Roddy was at the front door with the stretcher, and she was made as cosy as possible, but that piece of equipment was not constructed for comfort, as its usual occupants were not likely to complain. The same crofter woman came forward and solicitously wrapped a waterproof coat around Biddy.
‘Do you know about all this?’ I asked her.
‘None of us did, but we do now and can guess the reason for it . . .’ She could not continue but began to shed tears of utter despair.
I looked at her. If these kindly people had not known of Biddy’s plight, how must they be feeling now? To realise that this cruelty had been happening under their very noses as they went about their everyday tasks?
John came over to the little group of crofters. ‘I’ll be back when we have got the lady on board, to find out what you know.’
There were murmurs and sobs from the women while the men looked at their boots.
The little procession set off along the track in the blustery wind; mercifully, the rain had stopped. I walked beside the stretcher as often as the width of the path would allow and kept talking to Biddy, using her name frequently in the hope of lessening the shock of all this activity. The poor lady was very frightened.
John had contacted Papavray’s ambulance and it was waiting at Dalhavaig harbour to transport Biddy, the doctor and
myself to Rachadal hospital. As soon as we arrived there, my own involvement ended and I went home to bathe and wash my hair and clothes.
But all this ‘washing away’ of the trauma was superficial. It was days before I recovered emotionally from the horror of Biddy’s plight and a week or so before I heard the whole dreadful story.
FOURTEEN
The terrible, terrible truth
‘Nurse? I’m just calling to say that Chrissie is here. The lady who got the soup?’
‘Yes, John.’
‘I had to ask her to come over to sign statements and stuff. We wondered if you might like to hear the story from her. She’s at her sister’s for a few days, so you could pop in some time. Maggie, Dalhavaig post office.’
At about three the next day, I made my way to the post office as instructed. What was I about to hear?
Chrissie and Maggie, both in their late 30s, ushered me into the back room, where a bright fire and warm colours created a cameo of comfort.
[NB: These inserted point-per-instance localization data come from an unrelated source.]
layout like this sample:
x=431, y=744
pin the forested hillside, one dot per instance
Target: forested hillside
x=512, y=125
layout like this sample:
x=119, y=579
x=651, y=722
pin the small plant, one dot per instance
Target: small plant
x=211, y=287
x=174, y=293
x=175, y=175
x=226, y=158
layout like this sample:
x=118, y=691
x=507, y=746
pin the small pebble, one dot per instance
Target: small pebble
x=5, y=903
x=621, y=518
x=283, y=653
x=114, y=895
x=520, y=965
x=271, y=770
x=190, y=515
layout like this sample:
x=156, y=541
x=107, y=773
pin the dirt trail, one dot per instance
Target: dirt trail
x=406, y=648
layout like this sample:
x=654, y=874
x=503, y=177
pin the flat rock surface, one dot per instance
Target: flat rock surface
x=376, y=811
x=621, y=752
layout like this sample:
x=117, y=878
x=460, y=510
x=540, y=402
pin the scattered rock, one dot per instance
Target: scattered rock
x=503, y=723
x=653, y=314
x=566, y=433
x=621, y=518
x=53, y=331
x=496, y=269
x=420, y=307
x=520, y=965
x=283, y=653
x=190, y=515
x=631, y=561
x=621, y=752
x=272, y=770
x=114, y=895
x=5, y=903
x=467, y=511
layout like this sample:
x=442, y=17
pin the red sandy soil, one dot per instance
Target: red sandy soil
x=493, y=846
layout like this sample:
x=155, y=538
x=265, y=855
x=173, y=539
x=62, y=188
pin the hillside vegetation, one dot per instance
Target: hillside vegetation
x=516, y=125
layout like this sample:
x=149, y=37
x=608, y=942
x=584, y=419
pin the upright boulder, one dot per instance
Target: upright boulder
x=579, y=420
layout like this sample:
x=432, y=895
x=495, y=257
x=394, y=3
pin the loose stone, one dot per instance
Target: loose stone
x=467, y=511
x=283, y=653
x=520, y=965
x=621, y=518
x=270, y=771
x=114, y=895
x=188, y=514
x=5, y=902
Maggie departed to serve a few customers.
‘Oh, Chrissie. Do you know how Biddy is? I believe she is on Rhuna in Tarradon House.’ This was a bright, cheerful nursing home on the neighbouring island of Rhuna.
‘She’s getting better. Clean, hair cut and washed, decent food and so on, but . . .’ She paused and shook her head doubtfully.
‘Yes, yes, I can imagine. Please tell me how all this happened. It seems so unbelievable. It’s like something out of a horror story.’
Smoothing her skirt in a nervous gesture, Chrissie began a tale that could have been set in the eighteenth century, it was so unbelievable. The first thing she said astounded me.
‘Biddy and I used to play together as children, and . . .’
I interrupted, ‘But she’s 20 years older than you!’
She shook her head sadly. ‘Oh no,’ she murmured. ‘Biddy is 36.’